O presidente dos EUA, Donald Trump, está fazendo todo o possível para garantir que as comemorações do 250º aniversário da América girem em torno de um homem – Donald Trump.

Num país onde os Pais Fundadores declararam que “a América não deveria ter rei”, o 47º presidente pensava de forma diferente.

Trump cancelou os eventos do Dia da Independência planejados para 4 de julho em Washington para realizar seu próprio comício “Make America Great Again”.

Ele organizou uma grande partida de artes marciais mistas no gramado da Casa Branca e falará na Grande Feira Estadual Americana, na capital do país, na quarta-feira.

Para o ex-magnata do mercado imobiliário e estrela de reality shows, ocupar o centro das atenções está em seu sangue.

No início deste mês, Trump disse sobre uma série de eventos importantes durante seu segundo mandato como presidente: “Acabei ganhando um campeonato olímpico e um campeonato da FIFA – também ganhamos 250 campeonatos”.

“Quero receber 250 anos de honra, mas não vou escapar impune!” ele então brincou – embora para Trump, grande parte da verdade seja dita em tom de brincadeira.
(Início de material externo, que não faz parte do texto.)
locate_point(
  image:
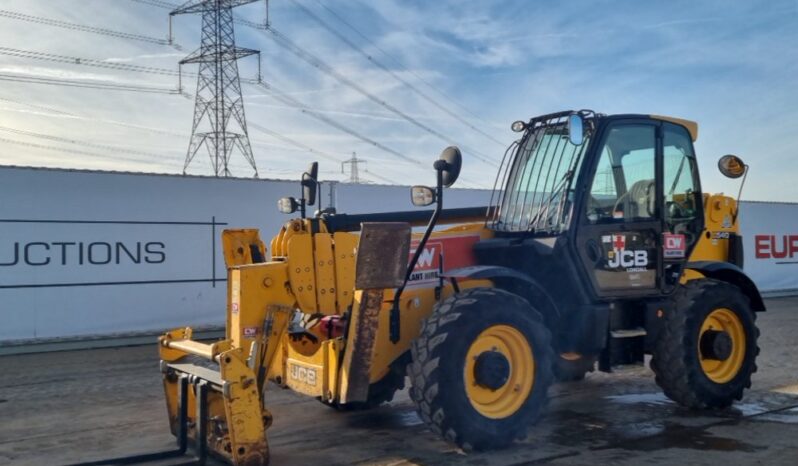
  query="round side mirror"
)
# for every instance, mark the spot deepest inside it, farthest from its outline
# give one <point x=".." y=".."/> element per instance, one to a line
<point x="287" y="205"/>
<point x="576" y="130"/>
<point x="731" y="166"/>
<point x="309" y="183"/>
<point x="422" y="196"/>
<point x="454" y="161"/>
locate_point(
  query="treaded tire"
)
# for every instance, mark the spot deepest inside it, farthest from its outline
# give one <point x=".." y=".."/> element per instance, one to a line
<point x="675" y="359"/>
<point x="573" y="370"/>
<point x="437" y="367"/>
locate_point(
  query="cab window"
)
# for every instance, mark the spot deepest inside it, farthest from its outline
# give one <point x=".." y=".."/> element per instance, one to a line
<point x="680" y="182"/>
<point x="624" y="188"/>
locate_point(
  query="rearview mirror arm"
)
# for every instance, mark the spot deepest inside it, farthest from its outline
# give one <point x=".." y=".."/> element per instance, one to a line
<point x="394" y="321"/>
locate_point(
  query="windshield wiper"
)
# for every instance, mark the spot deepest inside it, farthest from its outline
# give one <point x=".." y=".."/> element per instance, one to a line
<point x="544" y="208"/>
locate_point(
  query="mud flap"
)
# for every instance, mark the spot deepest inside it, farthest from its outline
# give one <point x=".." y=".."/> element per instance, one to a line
<point x="381" y="263"/>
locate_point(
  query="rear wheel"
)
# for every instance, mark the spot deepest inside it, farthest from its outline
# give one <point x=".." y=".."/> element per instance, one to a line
<point x="481" y="368"/>
<point x="706" y="351"/>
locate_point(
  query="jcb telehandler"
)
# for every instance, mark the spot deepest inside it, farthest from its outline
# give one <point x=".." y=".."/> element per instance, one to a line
<point x="598" y="247"/>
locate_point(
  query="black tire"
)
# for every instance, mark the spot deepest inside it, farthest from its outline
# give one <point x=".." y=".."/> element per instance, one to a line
<point x="675" y="359"/>
<point x="573" y="370"/>
<point x="380" y="392"/>
<point x="437" y="369"/>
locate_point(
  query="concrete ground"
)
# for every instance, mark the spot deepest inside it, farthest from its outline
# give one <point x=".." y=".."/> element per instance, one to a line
<point x="61" y="408"/>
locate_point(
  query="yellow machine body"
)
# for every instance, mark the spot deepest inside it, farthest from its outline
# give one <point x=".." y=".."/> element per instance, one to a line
<point x="309" y="276"/>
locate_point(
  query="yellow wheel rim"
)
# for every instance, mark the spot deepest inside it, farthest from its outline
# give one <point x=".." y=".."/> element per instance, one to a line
<point x="510" y="397"/>
<point x="724" y="320"/>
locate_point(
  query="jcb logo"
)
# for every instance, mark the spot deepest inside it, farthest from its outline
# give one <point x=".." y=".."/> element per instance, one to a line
<point x="303" y="374"/>
<point x="429" y="259"/>
<point x="626" y="258"/>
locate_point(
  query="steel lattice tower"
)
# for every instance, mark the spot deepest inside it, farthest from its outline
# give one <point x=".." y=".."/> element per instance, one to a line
<point x="219" y="121"/>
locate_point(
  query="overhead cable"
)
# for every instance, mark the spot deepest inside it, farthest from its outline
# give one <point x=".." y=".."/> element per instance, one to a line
<point x="391" y="72"/>
<point x="82" y="27"/>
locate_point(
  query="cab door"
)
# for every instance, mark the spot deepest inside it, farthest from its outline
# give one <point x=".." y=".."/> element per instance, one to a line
<point x="620" y="228"/>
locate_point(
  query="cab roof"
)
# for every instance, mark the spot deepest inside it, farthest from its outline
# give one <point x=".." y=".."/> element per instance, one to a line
<point x="691" y="126"/>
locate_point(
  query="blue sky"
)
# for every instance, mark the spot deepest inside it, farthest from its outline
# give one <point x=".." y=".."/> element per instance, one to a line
<point x="731" y="66"/>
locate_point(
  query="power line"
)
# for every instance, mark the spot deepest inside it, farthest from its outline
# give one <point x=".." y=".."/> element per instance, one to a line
<point x="158" y="3"/>
<point x="321" y="65"/>
<point x="72" y="151"/>
<point x="50" y="137"/>
<point x="51" y="57"/>
<point x="83" y="84"/>
<point x="283" y="97"/>
<point x="83" y="28"/>
<point x="389" y="71"/>
<point x="304" y="146"/>
<point x="288" y="100"/>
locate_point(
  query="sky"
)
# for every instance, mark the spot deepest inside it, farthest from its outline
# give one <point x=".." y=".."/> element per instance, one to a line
<point x="408" y="78"/>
“Trump adora os holofotes e acho que ele está tentando ser o centro das atenções”, disse Peter Logue, reitor da Escola de Mídia da Universidade George Washington, à AFP.

“Acho que é lamentável porque a América é o ideal e a ideia que sempre nos esforçamos para cumprir.

“Donald Trump está tentando dizer ‘Eu sou a personificação desta ideia’, mas afirma ser a antitética dos ideais da América.”

-“Idade de Ouro”-

Para muitos americanos, a visão de Trump sobre o 250º aniversário da América é muito diferente da deles.

À medida que os Estados Unidos se aproximam do aniversário da Declaração da Independência, seis sondagens recentes compiladas pelo USA Today mostram que a maioria das pessoas acredita que os melhores anos do país já ficaram para trás.

A maioria das pessoas também está insatisfeita com a situação atual e pessimista quanto ao futuro.

Trump, de 80 anos, vangloriou-se de inaugurar uma nova “era de ouro”, mas lidera um país profundamente dividido que tenta emergir de uma guerra impopular com o Irão.

O presidente mais velho dos EUA a tomar posse também é profundamente impopular, e o conflito com Teerão aumentou a ansiedade dos eleitores relativamente ao custo de vida.

Mas Trump parece cada vez mais interessado em deixar um legado que leve o seu nome.

Ele prometeu realizar “o mais espetacular comício de Trump” em Washington, em 4 de julho, depois de cancelar o evento depois que vários artistas musicais desistiram da celebração bipartidária, citando sua politização.

Trump controlará até a playlist do evento.

Além disso, Trump também realizou uma série de reformas em Washington por ocasião do 250º aniversário da fundação dos Estados Unidos.

Os projetos incluem um enorme salão de baile na Casa Branca e um arco triunfal, bem como o espelho d’água próximo ao Lincoln Memorial, que atualmente está infestado de algas e pintura descascada após uma atualização multimilionária.

– ‘incline’ –

Trump compara-se frequentemente a Abraham Lincoln e a outros grandes presidentes dos últimos 250 anos, desde George Washington.

Há até planos de colocar o rosto de Trump em uma nota especial de US$ 250 para marcar o aniversário, quebrando a tradição de apenas apresentar presidentes falecidos nas notas dos EUA.

Os críticos notaram o quão diferente a ocasião foi das celebrações do Bicentenário da América em 1976, que pareciam unir o país num espírito de patriotismo depois de alguns anos difíceis com o Vietname, Nixon e a crise do petróleo.

Mas Tevi Troy, pesquisador sênior do Instituto Ronald Reagan, disse que a celebração do 250º aniversário, ou meio século, ainda poderia servir ao mesmo propósito.

“Sei que, como país, o nosso patriotismo sofreu um pouco nas últimas décadas e não sei se este quincentenário irá cumprir isso, mas essa é a esperança”, disse Troy à AFP.

Apesar da sua personalidade ousada, Trump está longe de ser o primeiro presidente a entregar-se ao brilho.

“Trump está inclinado? Com ​​certeza. Gerald Ford está inclinado? Sim”, disse Troy.

“A questão é: será que a abordagem que Trump está a adoptar é que acabará por unir o país e as pessoas?”